Alternative measures can be obtained from national health surveys which are designed to make major contributions to the monitoring of population health. However, the validity and usefulness of such data rely on the extent to which the samples surveyed are representative of the general population. In UK settings, response to health surveys has declined over the last decade or so, and there is growing concern that data collected are increasingly non-representative of the general population. Currently, attempts to address bias arising from such non-response use only respondent data based on limited socio-demographic characteristics, and do not capture or adjust for health aspects, such as those related to alcohol, or allow for differences between responders and non-responders in these aspects.

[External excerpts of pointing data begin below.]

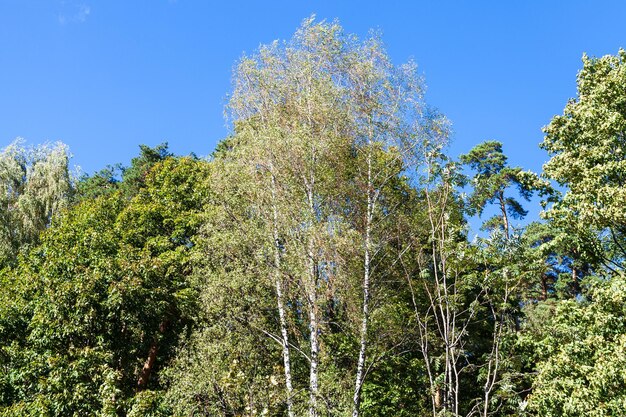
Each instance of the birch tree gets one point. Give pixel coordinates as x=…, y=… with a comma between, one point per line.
x=287, y=109
x=34, y=185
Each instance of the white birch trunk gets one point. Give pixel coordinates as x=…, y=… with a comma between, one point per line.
x=279, y=301
x=356, y=399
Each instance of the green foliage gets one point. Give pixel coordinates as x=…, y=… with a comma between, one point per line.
x=34, y=185
x=587, y=146
x=580, y=356
x=493, y=177
x=109, y=283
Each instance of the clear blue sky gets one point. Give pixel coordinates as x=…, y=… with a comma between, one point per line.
x=106, y=76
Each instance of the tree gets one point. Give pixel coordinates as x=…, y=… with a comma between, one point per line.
x=107, y=295
x=580, y=357
x=587, y=145
x=492, y=179
x=34, y=186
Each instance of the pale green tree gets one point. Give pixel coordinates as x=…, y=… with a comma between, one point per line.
x=587, y=144
x=35, y=185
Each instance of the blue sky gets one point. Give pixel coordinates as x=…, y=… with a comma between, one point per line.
x=106, y=76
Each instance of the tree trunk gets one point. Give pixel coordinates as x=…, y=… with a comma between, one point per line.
x=279, y=301
x=313, y=321
x=356, y=399
x=148, y=366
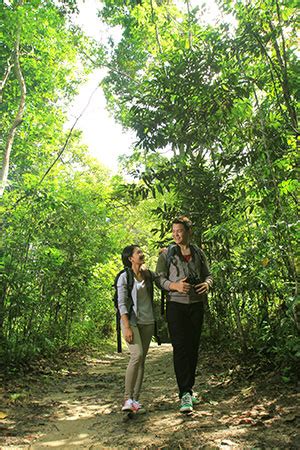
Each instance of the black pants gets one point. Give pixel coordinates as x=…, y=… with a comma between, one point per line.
x=185, y=325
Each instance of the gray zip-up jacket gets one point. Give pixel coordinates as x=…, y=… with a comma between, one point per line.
x=197, y=267
x=125, y=305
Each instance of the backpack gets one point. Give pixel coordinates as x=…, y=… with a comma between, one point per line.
x=130, y=282
x=171, y=252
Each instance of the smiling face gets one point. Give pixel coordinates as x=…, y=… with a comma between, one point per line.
x=137, y=257
x=180, y=234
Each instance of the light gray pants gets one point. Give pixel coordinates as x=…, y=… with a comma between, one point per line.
x=138, y=349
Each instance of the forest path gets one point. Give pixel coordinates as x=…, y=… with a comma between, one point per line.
x=76, y=405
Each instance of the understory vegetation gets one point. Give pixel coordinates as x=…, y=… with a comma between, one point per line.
x=213, y=109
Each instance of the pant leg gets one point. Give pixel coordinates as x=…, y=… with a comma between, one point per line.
x=196, y=313
x=136, y=357
x=146, y=333
x=185, y=322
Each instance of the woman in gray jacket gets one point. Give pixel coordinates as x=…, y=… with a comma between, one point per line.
x=186, y=275
x=137, y=321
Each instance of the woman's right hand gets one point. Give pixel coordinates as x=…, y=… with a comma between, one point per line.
x=128, y=335
x=181, y=286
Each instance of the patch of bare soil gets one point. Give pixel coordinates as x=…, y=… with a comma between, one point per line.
x=76, y=405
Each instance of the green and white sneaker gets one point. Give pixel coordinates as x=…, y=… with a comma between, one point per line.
x=186, y=403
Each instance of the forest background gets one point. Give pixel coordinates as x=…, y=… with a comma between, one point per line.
x=213, y=109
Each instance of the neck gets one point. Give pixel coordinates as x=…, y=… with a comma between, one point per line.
x=184, y=247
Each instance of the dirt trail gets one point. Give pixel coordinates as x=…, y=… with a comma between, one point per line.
x=77, y=406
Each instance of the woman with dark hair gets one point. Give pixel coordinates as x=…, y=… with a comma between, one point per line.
x=184, y=272
x=137, y=321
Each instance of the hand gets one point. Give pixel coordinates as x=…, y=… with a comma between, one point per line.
x=182, y=286
x=128, y=335
x=202, y=288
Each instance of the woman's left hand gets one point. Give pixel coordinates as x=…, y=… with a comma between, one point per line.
x=202, y=288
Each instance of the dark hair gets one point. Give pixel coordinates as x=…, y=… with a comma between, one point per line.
x=127, y=253
x=185, y=221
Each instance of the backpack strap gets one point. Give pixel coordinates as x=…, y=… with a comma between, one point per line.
x=130, y=282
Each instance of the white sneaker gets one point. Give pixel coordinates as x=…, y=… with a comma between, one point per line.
x=186, y=403
x=138, y=407
x=128, y=405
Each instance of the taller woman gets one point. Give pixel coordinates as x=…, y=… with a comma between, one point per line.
x=137, y=321
x=184, y=272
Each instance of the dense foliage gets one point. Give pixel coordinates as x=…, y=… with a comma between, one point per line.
x=220, y=100
x=213, y=108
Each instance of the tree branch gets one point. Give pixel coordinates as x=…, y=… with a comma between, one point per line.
x=18, y=118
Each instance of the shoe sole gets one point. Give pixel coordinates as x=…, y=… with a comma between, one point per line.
x=186, y=410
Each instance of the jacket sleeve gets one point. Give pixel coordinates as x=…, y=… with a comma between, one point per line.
x=161, y=270
x=206, y=270
x=122, y=294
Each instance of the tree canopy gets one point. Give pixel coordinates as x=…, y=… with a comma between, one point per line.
x=214, y=111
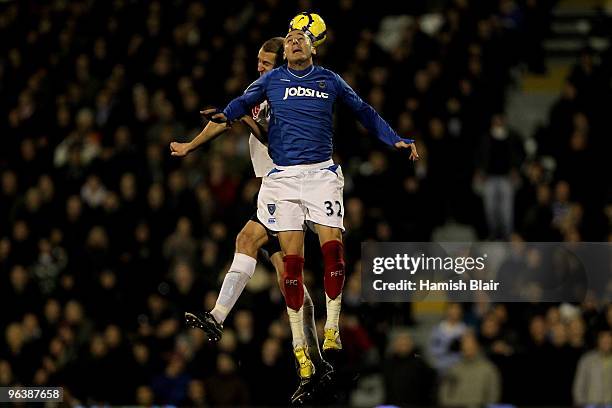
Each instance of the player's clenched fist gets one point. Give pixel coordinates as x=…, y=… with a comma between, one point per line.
x=414, y=155
x=179, y=149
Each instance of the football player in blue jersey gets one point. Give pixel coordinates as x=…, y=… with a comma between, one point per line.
x=305, y=186
x=254, y=236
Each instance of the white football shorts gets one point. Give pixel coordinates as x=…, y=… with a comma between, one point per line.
x=291, y=196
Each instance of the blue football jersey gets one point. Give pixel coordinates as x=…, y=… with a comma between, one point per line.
x=301, y=119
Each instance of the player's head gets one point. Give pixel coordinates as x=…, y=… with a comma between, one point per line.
x=298, y=47
x=270, y=55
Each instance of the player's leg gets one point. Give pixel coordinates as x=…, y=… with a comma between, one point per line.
x=292, y=284
x=310, y=329
x=333, y=258
x=252, y=236
x=323, y=200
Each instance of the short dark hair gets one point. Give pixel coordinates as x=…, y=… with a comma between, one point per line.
x=275, y=45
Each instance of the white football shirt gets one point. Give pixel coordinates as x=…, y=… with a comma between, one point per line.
x=262, y=163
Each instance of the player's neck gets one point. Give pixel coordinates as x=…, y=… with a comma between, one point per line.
x=299, y=65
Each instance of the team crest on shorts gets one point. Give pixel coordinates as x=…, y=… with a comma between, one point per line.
x=255, y=111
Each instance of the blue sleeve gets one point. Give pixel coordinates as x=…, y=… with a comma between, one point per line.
x=366, y=115
x=252, y=96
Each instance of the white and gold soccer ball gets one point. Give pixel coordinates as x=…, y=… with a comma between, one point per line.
x=312, y=24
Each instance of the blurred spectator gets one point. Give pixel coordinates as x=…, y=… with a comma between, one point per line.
x=408, y=379
x=594, y=373
x=471, y=382
x=500, y=157
x=226, y=388
x=171, y=386
x=444, y=341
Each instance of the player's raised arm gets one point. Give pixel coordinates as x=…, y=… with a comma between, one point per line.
x=210, y=131
x=370, y=119
x=252, y=96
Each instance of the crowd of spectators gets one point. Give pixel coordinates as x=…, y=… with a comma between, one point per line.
x=105, y=239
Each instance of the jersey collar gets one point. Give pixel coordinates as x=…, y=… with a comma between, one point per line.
x=301, y=73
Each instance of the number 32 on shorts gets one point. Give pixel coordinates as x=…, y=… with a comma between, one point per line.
x=329, y=207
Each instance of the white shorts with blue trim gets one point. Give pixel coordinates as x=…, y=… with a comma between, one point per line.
x=291, y=196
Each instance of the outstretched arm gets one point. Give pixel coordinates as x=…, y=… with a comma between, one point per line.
x=371, y=120
x=210, y=131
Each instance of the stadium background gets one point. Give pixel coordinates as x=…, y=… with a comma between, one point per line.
x=105, y=239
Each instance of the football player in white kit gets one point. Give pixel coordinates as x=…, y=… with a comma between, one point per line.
x=254, y=236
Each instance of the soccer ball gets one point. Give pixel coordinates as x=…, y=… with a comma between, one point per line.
x=312, y=24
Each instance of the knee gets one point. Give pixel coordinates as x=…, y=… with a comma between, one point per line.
x=246, y=243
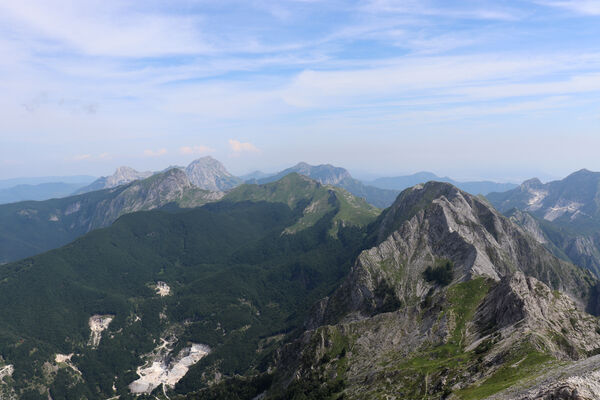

The aim of the project is to explore and address non-response bias in the health surveys, with a specific focus on alcohol consumption using the Scottish Health Surveys
, census information and routine hospital admission and mortality data.
Dr Linsay Gray said: “The resulting corrected estimates of alcohol consumption and other health-related measures in the population will enable superior testing of the effectiveness of interventions such as the introduction of minimum unit pricing and more finely honed services.”